La provincia de Salta se encuentra en un escenario de fuerte tensión política y administrativa que ha puesto en pausa la implementación efectiva de su propio marco normativo del REPROCANN provincial.
Aunque la creación de este registro salteño ya fue aprobada por ley, el sistema se encuentra frenado debido a un fuerte debate en torno a los fondos presupuestarios para ponerlo en marcha.
Las causas del freno en Salta
El conflicto escaló a raíz de los siguientes factores clave:
- El pedido millonario bajo la lupa: Se desató una fuerte polémica legislativa tras un pedido de $270 millones destinados a integrar el REPROCANN al sistema sanitario de la provincia. La magnitud de la cifra levantó dudas sobre la transparencia del gasto y generó cortocircuitos entre las autoridades políticas y de salud, lo que congeló el avance del programa.

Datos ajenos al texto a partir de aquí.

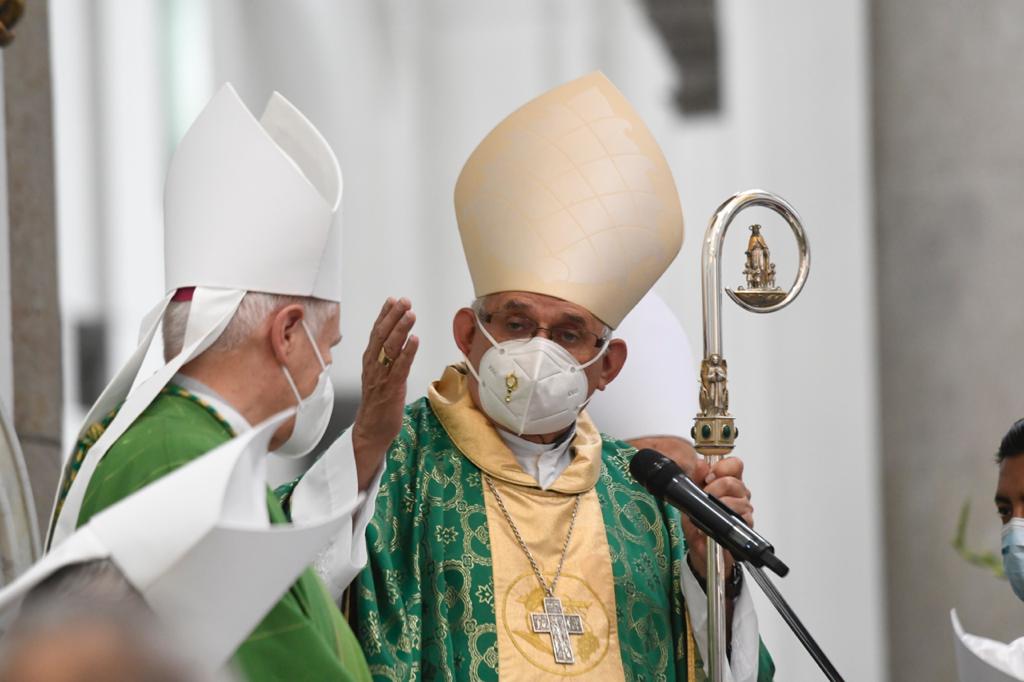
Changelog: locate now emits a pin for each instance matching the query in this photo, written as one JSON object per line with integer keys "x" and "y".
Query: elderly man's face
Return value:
{"x": 1010, "y": 488}
{"x": 571, "y": 326}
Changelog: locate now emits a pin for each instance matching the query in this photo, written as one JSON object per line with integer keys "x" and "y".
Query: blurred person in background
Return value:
{"x": 977, "y": 655}
{"x": 86, "y": 623}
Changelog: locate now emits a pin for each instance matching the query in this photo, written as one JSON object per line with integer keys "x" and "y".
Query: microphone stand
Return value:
{"x": 775, "y": 597}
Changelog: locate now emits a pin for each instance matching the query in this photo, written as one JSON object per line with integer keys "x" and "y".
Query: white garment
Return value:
{"x": 983, "y": 659}
{"x": 330, "y": 485}
{"x": 223, "y": 408}
{"x": 546, "y": 462}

- Alineamiento con el debate nacional: La parálisis en Salta coincide con un contexto de endurecimiento en los controles del REPROCANN a nivel federal en Argentina, donde las autoridades de Salud y Seguridad han modificado resoluciones, incrementado requisitos a médicos y ONGs, y revisado permisos otorgados argumentando supuestos desvíos al mercado ilegal. Funcionarios del área de Salud Mental de Salta han respaldado públicamente la necesidad de exigir auditorías estrictas e industrialización en laboratorios en lugar del cultivo casero.
¿Qué implica esto para los pacientes salteños?
Esta pausa administrativa genera una enorme preocupación e incertidumbre entre las agrupaciones cannábicas y los pacientes de la provincia. Mientras el “REPROCANN salteño” no se destrabe ni se reglamente operativamente, los usuarios locales quedan supeditados exclusivamente a las demoras y regulaciones restrictivas del registro nacional para evitar ser criminalizados por cultivar su medicina.